B. LA NÉCESSITÉ DE REPENSER L'AMÉNAGEMENT DES TERRITOIRES LITTORAUX
Face à l'aggravation de ces phénomènes naturels, une stratégie nationale de gestion intégrée du trait de côte a été élaborée en 2012 et doit aujourd'hui être déclinée à l'échelle locale.
Certaines collectivités territoriales privilégient un recul stratégique de leurs activités consistant à organiser le repli des constructions menacées en direction de l'arrière-pays .

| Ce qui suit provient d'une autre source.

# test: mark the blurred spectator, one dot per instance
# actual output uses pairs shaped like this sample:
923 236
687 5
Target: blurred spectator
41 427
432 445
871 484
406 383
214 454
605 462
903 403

Le recul stratégique des activités
Source : «
Propositions pour une
stratégie nationale de gestion du trait de côte, du recul
stratégique
et de la défense contre la mer, partagée
entre l'État et les collectivités
territoriales
»
,
rapport
de
M. Alain Cousin, remis au ministre de l'environnement, de
l'énergie et de la mer en novembre 2011
8
(
*
)
.
Considérée comme l'un des sept secteurs les plus vulnérables du littoral aquitain, la commune de Lacanau (Gironde) a par exemple engagé une réflexion pour replier ses activités vers l'arrière-pays d'ici 2040. Cette stratégie concerne 1 200 logements et une centaine de commerces répartis sur 26 hectares, pour un coût compris entre 250 et 600 millions d'euros.

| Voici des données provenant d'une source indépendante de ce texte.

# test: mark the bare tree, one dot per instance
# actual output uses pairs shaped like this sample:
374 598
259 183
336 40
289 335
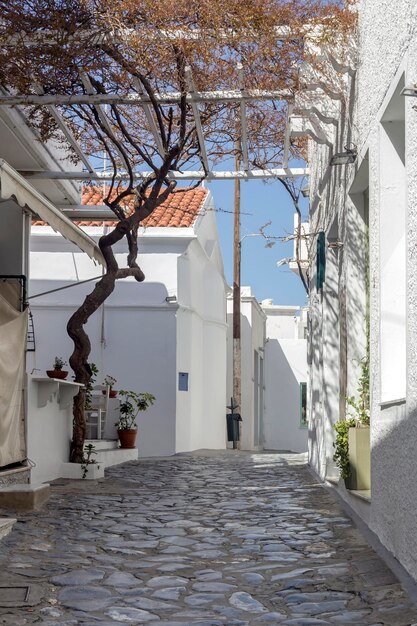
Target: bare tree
147 57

Surtout, la loi « littoral » de 1986 9 ( * ) rend beaucoup plus difficile la construction de nouveaux bâtiments en direction de l'arrière-pays . Comme l'a souligné notre collègue Michel Vaspart, « vieille de plus de trente ans, (cette loi) a été rédigée à une époque où les risques liés au changement climatique n'étaient pas pris en compte. Elle constitue aujourd'hui un frein à la relocalisation des activités menacées par le recul du trait de côte . On se retrouve dans la situation paradoxale où des collectivités ayant élaboré des stratégies locales pour faire face à l'érosion côtière sont actuellement bloquées pour les mettre en oeuvre ! » 10 ( * ) .
Plus largement, les élus des territoires littoraux sont dans l'impossibilité d'organiser l'aménagement de leurs communes face à des jurisprudences instables et parfois contradictoires . Pour reprendre les mots de notre ancienne collègue Odette Herviaux et de notre collègue Jean Bizet, les élus « ont perdu le pouvoir d'impulser une vision sur le bord de mer : au lieu d'être une zone d'aménagement du territoire, le littoral est devenu le terrain d'une confrontation juridictionnelle entre des intérêts divergents » 11 ( * ) .
Il ne s'agit pas de remettre en cause la loi « littoral », qui a contribué à la préservation de nos côtes face à un risque d'urbanisation incontrôlée, mais de constater qu'elle n'est plus adaptée aux nouveaux enjeux d'aménagement de ces territoires.
Alors ministre du logement et de l'habitat durable, Mme Emmanuelle Cosse partageait ce constat en déclarant devant le Sénat que les auteurs de la loi « littoral » de 1986 « ont laissé une forte place à l'interprétation pour que le cadre juridique puisse être adapté avec souplesse aux évolutions dans le temps des territoires. Or, il faut très honnêtement le reconnaître, l'administration française (a) beaucoup de mal à agir dans un cadre basé sur l'interprétation et la jurisprudence, d'où les difficultés concrètes d'application que nous rencontrons » 12 ( * ) .
* 8 Ce rapport est consultable à l'adresse suivante :
http://www.ladocumentationfrancaise.fr/var/storage/rapports-publics/114000656.pdf.
* 9 Loi n° 86-2 du 3 janvier 1986 précitée, dont la plupart des dispositions sont aujourd'hui codifiées aux articles L. 121-1 à L. 121-51 du code de l'urbanisme et sont présentées en annexe au présent rapport.
* 10 Rapport n° 266 (2016-207) fait au nom de la commission de l'aménagement du territoire et du développement durable du Sénat sur la proposition de loi portant adaptation des territoires littoraux au changement climatique, p. 26.
Ce rapport est consultable à l'adresse suivante : http://www.senat.fr/rap/l16-266/l16-2661.pdf.
* 11 « Plaidoyer pour une décentralisation de la loi Littoral : un retour aux origines » , op.cit. , p. 9.